『丘の屋敷』シャーリイ・ジャクスン(東京創元社)
「恐怖のありか」
ヒロインのエレーナ・ヴァンスは、青春時代のほとんどを、つねに不機嫌で病弱な母の介護に捧げ、「ぬぐいきれない無力感と終わりのない絶望感にじわじわと押さえ込まれてきた」。そして母の亡き後は、「この世でもっとも嫌っている」姉家族のもと、窮屈な暮らしを余儀なくされているうえ、ひとりの友達もないという孤独な女性である。
そんな彼女にとって、「丘の屋敷」への招待状は、自身では見当もつかずにいた「あたらしい人生」の門出を照らし出す一筋の光のごときものだった。
『丘の屋敷』の原題は"The Haunting of Hill House"、つまりそこは、これまで借り住んだ人たちのことごとくが、短期間で去っていってしまうという、いわくつきの屋敷である。
心霊学研究者のモンタギュー博士は、心霊現象の謎を学術的に解き明かすという野望をもって屋敷を借り、調査の助手として何人かの人間をそこに招いた。集まったのは、透視能力をもつセオドラ、屋敷の持ち主の甥であるルーク、そしてエレーナである。エレーナも、自宅の屋根に突然石が降ってくるという不可解な現象を子どものころに経験していた。
この手の小説を読み慣れていない私が本書を手に取ったのは、おなじシャーリイ・ジャクスンの『ずっとお城で暮らしてる』(市田泉訳、創元推理文庫)を読み、この作者に興味をもったためだが、「超自然的要素」を排した恐怖小説である『ずっとお城で暮らしてる』とはちがい、『丘の屋敷』は常識では考えられない現象がつぎつぎとおこる。
ある夏、モンタギュー博士をはじめとする四人の人間が、屋敷で経験するさまざまな「心霊現象」には、身の毛がよだつ、という譬えそのままの思いをさせられた。とはいえ、おそらく真の恐怖小説のほとんどがそうであるように、この小説のほんとうの怖さは、そうした怖ろしい現象そのものにあるわけではないだろう。

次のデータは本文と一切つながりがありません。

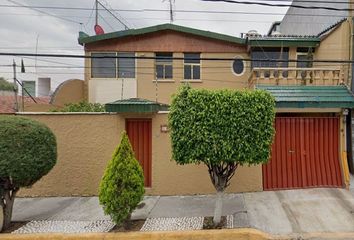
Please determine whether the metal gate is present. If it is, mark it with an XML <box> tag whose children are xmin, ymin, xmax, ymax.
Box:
<box><xmin>126</xmin><ymin>119</ymin><xmax>152</xmax><ymax>187</ymax></box>
<box><xmin>263</xmin><ymin>117</ymin><xmax>343</xmax><ymax>190</ymax></box>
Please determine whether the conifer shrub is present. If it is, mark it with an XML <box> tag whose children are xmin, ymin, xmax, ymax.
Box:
<box><xmin>0</xmin><ymin>116</ymin><xmax>57</xmax><ymax>231</ymax></box>
<box><xmin>99</xmin><ymin>131</ymin><xmax>145</xmax><ymax>226</ymax></box>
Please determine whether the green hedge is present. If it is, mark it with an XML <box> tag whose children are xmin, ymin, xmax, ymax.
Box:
<box><xmin>0</xmin><ymin>116</ymin><xmax>57</xmax><ymax>187</ymax></box>
<box><xmin>169</xmin><ymin>85</ymin><xmax>276</xmax><ymax>166</ymax></box>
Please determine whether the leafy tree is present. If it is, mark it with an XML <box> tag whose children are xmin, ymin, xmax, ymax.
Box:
<box><xmin>99</xmin><ymin>132</ymin><xmax>145</xmax><ymax>227</ymax></box>
<box><xmin>169</xmin><ymin>85</ymin><xmax>275</xmax><ymax>225</ymax></box>
<box><xmin>0</xmin><ymin>78</ymin><xmax>15</xmax><ymax>91</ymax></box>
<box><xmin>0</xmin><ymin>116</ymin><xmax>57</xmax><ymax>231</ymax></box>
<box><xmin>51</xmin><ymin>100</ymin><xmax>105</xmax><ymax>112</ymax></box>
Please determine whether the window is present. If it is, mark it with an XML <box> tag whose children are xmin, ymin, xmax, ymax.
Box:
<box><xmin>91</xmin><ymin>53</ymin><xmax>116</xmax><ymax>78</ymax></box>
<box><xmin>155</xmin><ymin>53</ymin><xmax>173</xmax><ymax>79</ymax></box>
<box><xmin>184</xmin><ymin>53</ymin><xmax>200</xmax><ymax>80</ymax></box>
<box><xmin>118</xmin><ymin>52</ymin><xmax>135</xmax><ymax>78</ymax></box>
<box><xmin>232</xmin><ymin>58</ymin><xmax>244</xmax><ymax>75</ymax></box>
<box><xmin>251</xmin><ymin>47</ymin><xmax>289</xmax><ymax>77</ymax></box>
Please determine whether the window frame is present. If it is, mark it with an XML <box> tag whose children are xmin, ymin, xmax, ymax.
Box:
<box><xmin>155</xmin><ymin>52</ymin><xmax>173</xmax><ymax>80</ymax></box>
<box><xmin>231</xmin><ymin>56</ymin><xmax>246</xmax><ymax>76</ymax></box>
<box><xmin>183</xmin><ymin>53</ymin><xmax>201</xmax><ymax>80</ymax></box>
<box><xmin>90</xmin><ymin>52</ymin><xmax>136</xmax><ymax>79</ymax></box>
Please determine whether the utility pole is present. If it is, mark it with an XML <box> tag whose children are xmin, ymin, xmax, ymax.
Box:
<box><xmin>12</xmin><ymin>60</ymin><xmax>18</xmax><ymax>112</ymax></box>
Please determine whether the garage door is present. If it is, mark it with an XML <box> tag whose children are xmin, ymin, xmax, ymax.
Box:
<box><xmin>263</xmin><ymin>117</ymin><xmax>343</xmax><ymax>190</ymax></box>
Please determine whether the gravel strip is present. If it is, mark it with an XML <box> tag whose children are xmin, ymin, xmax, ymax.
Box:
<box><xmin>140</xmin><ymin>217</ymin><xmax>204</xmax><ymax>231</ymax></box>
<box><xmin>12</xmin><ymin>220</ymin><xmax>115</xmax><ymax>234</ymax></box>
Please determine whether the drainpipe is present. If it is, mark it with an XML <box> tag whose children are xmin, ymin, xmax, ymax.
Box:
<box><xmin>348</xmin><ymin>17</ymin><xmax>354</xmax><ymax>173</ymax></box>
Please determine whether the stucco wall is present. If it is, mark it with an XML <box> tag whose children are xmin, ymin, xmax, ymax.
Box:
<box><xmin>17</xmin><ymin>113</ymin><xmax>262</xmax><ymax>197</ymax></box>
<box><xmin>51</xmin><ymin>79</ymin><xmax>85</xmax><ymax>107</ymax></box>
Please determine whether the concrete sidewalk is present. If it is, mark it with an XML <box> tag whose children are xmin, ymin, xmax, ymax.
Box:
<box><xmin>13</xmin><ymin>188</ymin><xmax>354</xmax><ymax>235</ymax></box>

モンタギュー博士は、いわゆる「幽霊屋敷」という呼び方を嫌う。それは、このことばから人々に連想されるあらゆる現象と、それらへの先入観からなるべく自由であろうとする学術的見地のためだが、はたして、彼ら四人の経験した「現象」は本当に"Haunting"であったのかどうか。そうとしか思えない音や振動、大量の血、突然あらわれる壁の落書き……。すべては、何も起こっていなかったといえばそうとも思われる。ただひとつたしかなのは、彼ら四人と、読者のなかの恐怖だけなのではないか。
「幽霊屋敷もの」の古典と称される本書は、スティーブン・キングの『シャイニング』にも影響を与えたというが、ヒロインのエレーナ・ヴァンスの面影は、おなじキングの『キャリー』のヒロイン、狂信的な母親のもとで抑圧的に育った少女・キャリーとも重なる。
物語の冒頭、いかなる恐怖が待っているとも知らず、窮屈な暮らしを抜けだし、束の間の希望に胸を躍らせながら、屋敷へと車を走らせるエレーナはなにより印象的だ。結末に辿りついたとき、ふたたびその彼女のドライヴを思うと、屋敷での出来事が「心霊現象」であったのがどうかは、ますますつかみどころのないものに感じられ、そのことがなにより怖ろしいのである。